The other three big studios, presuming it doesn’t end up back at Sony, are in a “Why the hell not?” position, without any real urgency. Although 20th Century Fox has the home video rights to the franchise at this moment, so presumably a distribution deal would ensure that they keep said library fodder. Otherwise, they don’t need it, and I’d be a little surprised if they went for it. Universal/Comcast Corp. is awash in varied (and mostly homegrown) franchise fare for the next few years, so they may toss their hat in the ring as an underbid just for fun. They don’t remotely need it, but I guess we could get a Bond/Bourne team-up in the process or perhaps 007 Fast 007 Furious mega-team up adventure.
Obviously Walt Disney could just up and be jerks and swipe away another mega franchise just for fun with whatever they have in their couch, but I have a tough time picturing a James Bond movie going out under the Disney banner (this is a hard action/sex franchise squarely pitched at adults) . They also don’t seem to be in a rush to do all that much with their Touchstone label. Moreover, what’s the point of Disney buying a big property if they can’t release it under the Disney marketing banner anyway?

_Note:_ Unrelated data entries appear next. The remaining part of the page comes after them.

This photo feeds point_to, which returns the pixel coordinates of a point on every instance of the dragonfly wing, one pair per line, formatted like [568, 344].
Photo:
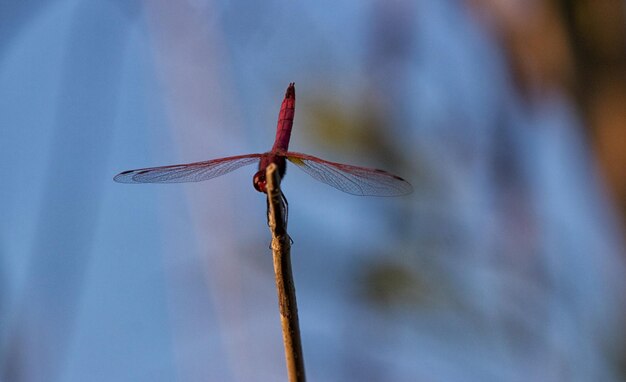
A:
[190, 172]
[351, 179]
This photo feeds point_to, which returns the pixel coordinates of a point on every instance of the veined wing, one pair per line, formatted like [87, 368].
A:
[190, 172]
[351, 179]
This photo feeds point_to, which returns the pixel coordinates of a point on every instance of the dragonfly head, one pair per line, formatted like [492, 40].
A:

Putting aside the likes of A24, Open Road Films, STX Entertainment, or Pure Flix, there is one interesting idea, perhaps overly fantastical, that has been on my mind for awhile. And it ties into something I’ll go into perhaps next week (or maybe sooner if time allows).
But what are the chances of Lions Gate Entertainment making a play for it? Unlikely, maybe even implausible, but it would go a long way to making Lionsgate into a “major” studio as opposed to one of the biggest (if not the biggest) “mini” studio on the block. Hunger Games is winding down, they don’t put out Tyler Perry movies anymore and the Saw franchise died five years ago. So what exactly is Lionsgate in a post-Hunger Games world?
Depending on the terms of the deal (one of the reasons Sony is not expected to re-up is because their deal involves them co-financing the movies for not remotely 50% of the profits), would having a guaranteed mega-smash every 2-3 years give them the security to figure out what they are in a somewhat new world? Or would it be biting off so much more than they could chew that it would do more harm than good?
Again, it may be madness, but I am reminded of when Fox overpaid for the television rights to NFL games in the mid-1990′s, a move that paid off in the long run by finally declaring that they were indeed a fourth major network right alongside CBS, ABC, and NBC. A gamble it may be, but if we really are an era where studios are (sadly) defined by their tent poles, the likes of Divergent or even Now You See Me is not enough even if they end up merging with Starz as has been rumored.
And that’s all I have at the moment. Spectre will do what Spectre is going to do, and James Bond will be back regardless. So what say you? Where would you like to see James Bond end up for his next cinematic adventure? And don’t say Netflix, because it (probably) isn’t going to be Netflix. Although now that I’ve written it, I realize what a terrifying development that would be. Anyway, sound off below.